# [SOLVED] Toshiba Satellite L505D - S5992



## nex619 (Oct 22, 2009)

hey guys..formated a customers Win7 to XP..since an internet modem wasnt working on win7. all drivers are working ..but i can not find display driver for XP:

AMD M860G with ATI mobility Radeon 4100

please help..


----------



## BCCOMP (Jul 9, 2007)

*Re: Toshiba Satellite L505D - S5992*

HI,
Can you ID the driver for us.
You may have to use a modded driver.

Please do this
Open the Device Manager
Post ALL errors you may have (yellow!)
Right click on the error>Properties>Details Tab
Post the info you find under Device Instance ID

Do this for each error you have


----------



## nex619 (Oct 22, 2009)

*Re: Toshiba Satellite L505D - S5992*

yo bro...i solved it...what i did was installed only Radeon 4100 or 4200..actually i dont remember but i will post where i got it from once i get home..had bookmarked places where i had downloadd drivers. its now working..

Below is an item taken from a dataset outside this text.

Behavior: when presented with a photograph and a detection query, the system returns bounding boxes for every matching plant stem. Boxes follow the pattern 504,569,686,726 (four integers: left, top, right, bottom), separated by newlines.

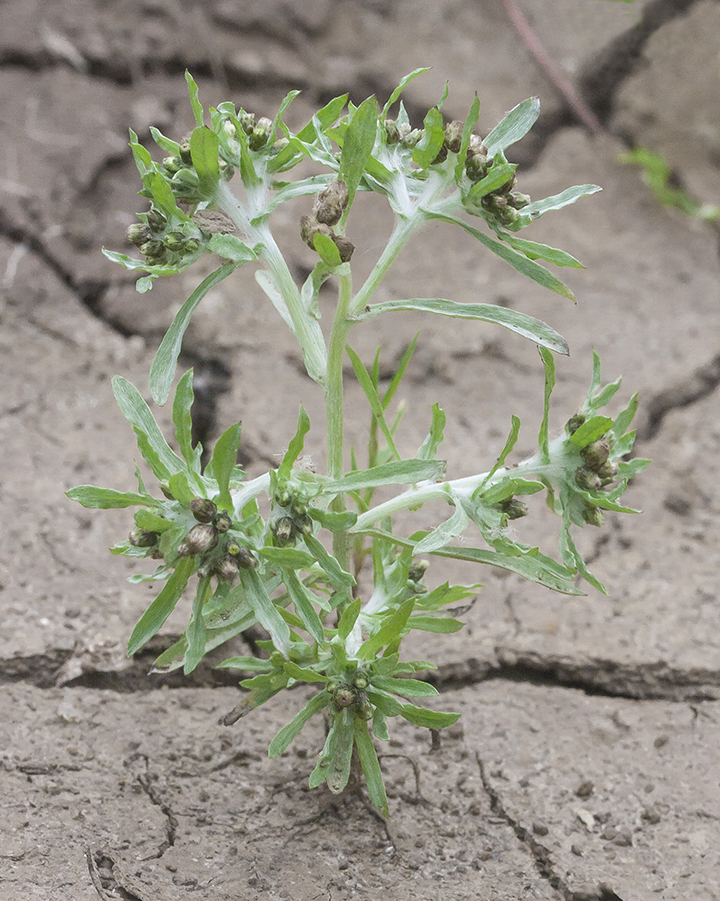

file name was 'TC40075200B' compressed file it was and was in a folder 'display-20091120140000'

wel thanks for attempting...byebye..sometimes u gotta try alternative ways aye..there were no solution to this problem on google....but i solved it...by just trying..


----------



## BCCOMP (Jul 9, 2007)

*Re: Toshiba Satellite L505D - S5992*

Glad to hear you have it sorted out.
Thanks for letting us know.
Please post the link if you get a chance, it may help others.

Bill


----------



## nex619 (Oct 22, 2009)

download link:

http://support1.toshiba-tro.de/tedd-files2/0/display-20091120140000.zip

here we are...was found here:

http://uk.computers.toshiba-europe.com/innovation/download_drivers_bios.jsp?service=UK


----------